In the embodiment of the present application, the recognized text output by the decoder model to be trained may be determined as follows.

Step one, aiming at each word to be output of the decoder model to be trained, obtaining the word output by the decoder model to be trained according to the attention characteristic value corresponding to the word to be output and the historical node state information of the decoder model corresponding to the word to be output;

and step two, sequentially combining the output words to obtain the recognized text output by the decoder model to be trained.

In this embodiment of the application, for each word to be output of the to-be-trained decoder model, the word output by the to-be-trained decoder model may be obtained according to the attention feature value corresponding to the word to be output and the historical node state information of the decoder model corresponding to the word to be output, and then the output words are combined in sequence to obtain the recognized text output by the to-be-trained decoder model.

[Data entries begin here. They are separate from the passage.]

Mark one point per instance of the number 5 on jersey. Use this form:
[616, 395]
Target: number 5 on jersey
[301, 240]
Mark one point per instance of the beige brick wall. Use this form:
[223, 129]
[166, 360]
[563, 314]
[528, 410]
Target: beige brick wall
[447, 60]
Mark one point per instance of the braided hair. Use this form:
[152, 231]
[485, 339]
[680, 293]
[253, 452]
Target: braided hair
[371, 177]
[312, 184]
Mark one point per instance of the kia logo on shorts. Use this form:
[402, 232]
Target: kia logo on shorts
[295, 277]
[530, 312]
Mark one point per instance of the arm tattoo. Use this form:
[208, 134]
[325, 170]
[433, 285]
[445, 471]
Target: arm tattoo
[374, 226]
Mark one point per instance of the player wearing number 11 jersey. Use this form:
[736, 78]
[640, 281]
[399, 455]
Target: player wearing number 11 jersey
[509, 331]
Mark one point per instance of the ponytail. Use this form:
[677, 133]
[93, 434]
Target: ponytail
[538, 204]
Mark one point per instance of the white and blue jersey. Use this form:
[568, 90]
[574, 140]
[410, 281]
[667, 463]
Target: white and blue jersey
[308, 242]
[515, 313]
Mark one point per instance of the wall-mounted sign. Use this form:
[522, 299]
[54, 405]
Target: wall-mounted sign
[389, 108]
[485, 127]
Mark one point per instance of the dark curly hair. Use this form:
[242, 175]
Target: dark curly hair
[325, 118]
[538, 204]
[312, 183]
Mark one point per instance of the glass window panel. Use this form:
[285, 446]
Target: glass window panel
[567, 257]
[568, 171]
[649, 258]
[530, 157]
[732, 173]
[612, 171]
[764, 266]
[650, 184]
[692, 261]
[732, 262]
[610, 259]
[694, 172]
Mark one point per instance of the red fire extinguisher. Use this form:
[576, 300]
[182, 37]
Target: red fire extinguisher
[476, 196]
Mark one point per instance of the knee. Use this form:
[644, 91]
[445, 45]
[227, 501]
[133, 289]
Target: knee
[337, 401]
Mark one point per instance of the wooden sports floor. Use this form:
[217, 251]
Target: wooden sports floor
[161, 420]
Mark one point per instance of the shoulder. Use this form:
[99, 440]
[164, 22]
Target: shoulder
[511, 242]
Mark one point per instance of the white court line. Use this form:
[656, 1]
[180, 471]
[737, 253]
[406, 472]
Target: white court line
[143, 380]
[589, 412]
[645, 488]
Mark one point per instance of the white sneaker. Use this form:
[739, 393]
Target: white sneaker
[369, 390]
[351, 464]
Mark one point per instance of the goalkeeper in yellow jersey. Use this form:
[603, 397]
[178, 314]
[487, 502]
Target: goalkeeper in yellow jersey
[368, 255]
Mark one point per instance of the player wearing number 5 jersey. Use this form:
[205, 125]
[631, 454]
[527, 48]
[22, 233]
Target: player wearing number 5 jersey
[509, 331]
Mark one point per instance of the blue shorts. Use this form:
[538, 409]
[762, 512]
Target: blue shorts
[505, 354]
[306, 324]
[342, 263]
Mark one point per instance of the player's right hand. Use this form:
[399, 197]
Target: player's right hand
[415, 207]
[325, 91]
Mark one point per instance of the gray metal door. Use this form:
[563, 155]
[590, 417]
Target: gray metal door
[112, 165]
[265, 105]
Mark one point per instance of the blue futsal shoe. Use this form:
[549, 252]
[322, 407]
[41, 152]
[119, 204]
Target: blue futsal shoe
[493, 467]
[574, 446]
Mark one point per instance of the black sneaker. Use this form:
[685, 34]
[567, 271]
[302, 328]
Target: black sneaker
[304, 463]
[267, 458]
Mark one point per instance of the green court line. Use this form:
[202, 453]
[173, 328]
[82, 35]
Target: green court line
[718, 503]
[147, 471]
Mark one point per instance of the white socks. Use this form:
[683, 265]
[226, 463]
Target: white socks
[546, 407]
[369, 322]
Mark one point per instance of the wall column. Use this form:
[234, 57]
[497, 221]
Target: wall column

In the embodiment of the present application, each word to be output corresponds to the historical node state information of one decoder model, taking 3 words to be output as an example, for the 1 st word to be output, the historical node state information may be the initial node state information of the decoder, and for the 2 nd word to be output, the historical node state information may be the node state information of the decoder after the 1 st word is output, and similarly, for the 3 rd word to be output, the historical node state information may be the node state information of the decoder after the 2 nd word is output.

It should be noted that, for performing voice recognition of a target service provider by using a dedicated voice recognition model, the embodiment of the present application may also fully utilize communication content of the driver in a driver-driver communication environment (for example, the service provider utilizes text communication content performed by a service provider terminal and a service requester) to verify the output recognized text, that is, the embodiment of the present application may perform voice recognition on the target service provider by combining a text recognition model on the basis of the current dedicated voice recognition model, thereby further improving the accuracy of voice recognition.

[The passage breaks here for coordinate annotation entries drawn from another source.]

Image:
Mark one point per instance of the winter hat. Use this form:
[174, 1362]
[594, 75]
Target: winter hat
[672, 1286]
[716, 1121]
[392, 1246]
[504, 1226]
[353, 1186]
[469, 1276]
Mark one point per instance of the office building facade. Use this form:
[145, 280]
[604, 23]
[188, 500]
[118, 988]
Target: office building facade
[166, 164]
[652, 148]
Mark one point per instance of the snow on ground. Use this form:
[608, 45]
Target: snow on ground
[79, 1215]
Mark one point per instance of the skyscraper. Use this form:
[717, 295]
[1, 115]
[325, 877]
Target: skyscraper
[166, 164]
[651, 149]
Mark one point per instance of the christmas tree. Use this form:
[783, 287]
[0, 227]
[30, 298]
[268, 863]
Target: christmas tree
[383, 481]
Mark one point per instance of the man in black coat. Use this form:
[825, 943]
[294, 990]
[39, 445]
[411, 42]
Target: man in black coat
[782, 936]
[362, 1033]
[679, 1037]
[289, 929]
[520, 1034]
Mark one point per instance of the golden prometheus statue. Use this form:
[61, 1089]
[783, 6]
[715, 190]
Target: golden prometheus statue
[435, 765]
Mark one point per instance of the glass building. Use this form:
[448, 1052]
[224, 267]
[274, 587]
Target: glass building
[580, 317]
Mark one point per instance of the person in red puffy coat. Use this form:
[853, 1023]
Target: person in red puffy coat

In order to further ensure the accuracy of the special voice recognition model trained for the target service provider, the embodiment of the application can also authenticate the identity of the target service provider, and besides adopting the ways of voiceprint authentication, face authentication and the like, the embodiment of the application can also authenticate the identity based on the pre-trained identity authentication model. This is specifically illustrated by the following example four.

Example four

As shown in fig. 6, an embodiment of the present application provides an identity authentication method, which specifically includes the following steps:

s601, extracting voice characteristics from the acquired sample voice signal of the service provider to be authenticated;

S602, inputting the voice characteristics into an identity authentication model trained in advance for a target service provider, performing identity authentication on a service provider to be authenticated, and determining the service provider to be authenticated as the target service provider after the authentication is passed.

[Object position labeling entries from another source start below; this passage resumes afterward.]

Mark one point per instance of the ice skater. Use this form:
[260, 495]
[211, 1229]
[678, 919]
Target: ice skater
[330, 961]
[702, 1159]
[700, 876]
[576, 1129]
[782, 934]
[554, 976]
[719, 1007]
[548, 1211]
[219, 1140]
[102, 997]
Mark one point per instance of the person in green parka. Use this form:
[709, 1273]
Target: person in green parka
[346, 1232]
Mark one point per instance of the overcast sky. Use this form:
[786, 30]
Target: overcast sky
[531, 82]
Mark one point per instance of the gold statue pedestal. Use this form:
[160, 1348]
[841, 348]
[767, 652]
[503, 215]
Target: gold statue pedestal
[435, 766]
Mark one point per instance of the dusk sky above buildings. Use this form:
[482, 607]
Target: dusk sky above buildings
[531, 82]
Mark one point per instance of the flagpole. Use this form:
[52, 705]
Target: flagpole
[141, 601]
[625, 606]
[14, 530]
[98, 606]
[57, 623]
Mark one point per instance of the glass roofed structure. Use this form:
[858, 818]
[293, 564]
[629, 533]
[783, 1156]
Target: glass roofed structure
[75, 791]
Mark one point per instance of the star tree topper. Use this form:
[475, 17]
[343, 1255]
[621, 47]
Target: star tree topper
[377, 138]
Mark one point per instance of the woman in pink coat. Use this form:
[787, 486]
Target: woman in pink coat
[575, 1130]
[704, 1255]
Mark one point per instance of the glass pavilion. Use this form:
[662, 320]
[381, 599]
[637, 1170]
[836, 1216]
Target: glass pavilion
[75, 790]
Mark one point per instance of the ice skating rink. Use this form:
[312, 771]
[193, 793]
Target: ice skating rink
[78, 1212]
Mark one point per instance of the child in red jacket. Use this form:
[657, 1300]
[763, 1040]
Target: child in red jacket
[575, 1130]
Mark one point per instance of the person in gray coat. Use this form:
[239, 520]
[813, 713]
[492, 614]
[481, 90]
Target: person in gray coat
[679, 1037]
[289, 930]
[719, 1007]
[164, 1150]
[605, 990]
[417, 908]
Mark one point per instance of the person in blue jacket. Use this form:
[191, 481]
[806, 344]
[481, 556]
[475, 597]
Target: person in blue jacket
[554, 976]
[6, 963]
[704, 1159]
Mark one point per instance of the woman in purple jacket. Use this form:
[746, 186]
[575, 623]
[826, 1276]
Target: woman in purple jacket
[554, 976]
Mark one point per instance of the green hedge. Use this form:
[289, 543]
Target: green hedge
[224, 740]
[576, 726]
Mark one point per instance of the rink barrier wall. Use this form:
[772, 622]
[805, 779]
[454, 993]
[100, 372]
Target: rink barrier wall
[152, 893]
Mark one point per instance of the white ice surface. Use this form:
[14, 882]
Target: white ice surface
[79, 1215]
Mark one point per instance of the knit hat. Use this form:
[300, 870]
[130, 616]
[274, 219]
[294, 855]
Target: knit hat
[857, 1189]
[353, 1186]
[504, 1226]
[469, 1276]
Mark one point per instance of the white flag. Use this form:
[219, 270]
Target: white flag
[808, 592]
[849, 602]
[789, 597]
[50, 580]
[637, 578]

Here, the voice feature may be first extracted from a sample voice signal of the service provider to be authenticated, and then the extracted voice feature may be input into an identity authentication model trained in advance for the target service provider to perform identity authentication. In the application scenario of voice recognition in the online car booking service, the service provider to be authenticated can be a service provider which is subjected to information preliminary authentication (such as mobile phone number recognition and platform account recognition) after accessing the online car booking service platform, so that accurate identity authentication can be performed on a target service provider within a search range of the reduced service provider.

The identity authentication model can be trained according to the following steps:

step one, aiming at each sample voice signal of a target service provider, extracting voice characteristics from the sample voice signal;

and step two, sequentially taking each voice feature as the input of the identity authentication model to be trained, and taking the identity recognition determination result corresponding to the voice feature as the output of the identity authentication model to be trained to obtain the trained identity authentication model.

Here, the voice feature extracted from each sample voice signal of the target service provider may include an FBank feature (a feature obtained by performing fast fourier transform on a voice signal), an MFCC feature (a feature obtained by performing discrete cosine transform on a voice signal after performing fast fourier transform), and the like, so as to embody the speaking mode of the target service provider. Therefore, the identity authentication of the service provider to be authenticated can be carried out by training the identity authentication model of the target service provider. Here, it should be noted that, since the identity authentication model is trained for the target service provider, it is possible to directly eliminate noise and other passenger sounds, and screen out the voice belonging to the driver, so as to better ensure the driver's use.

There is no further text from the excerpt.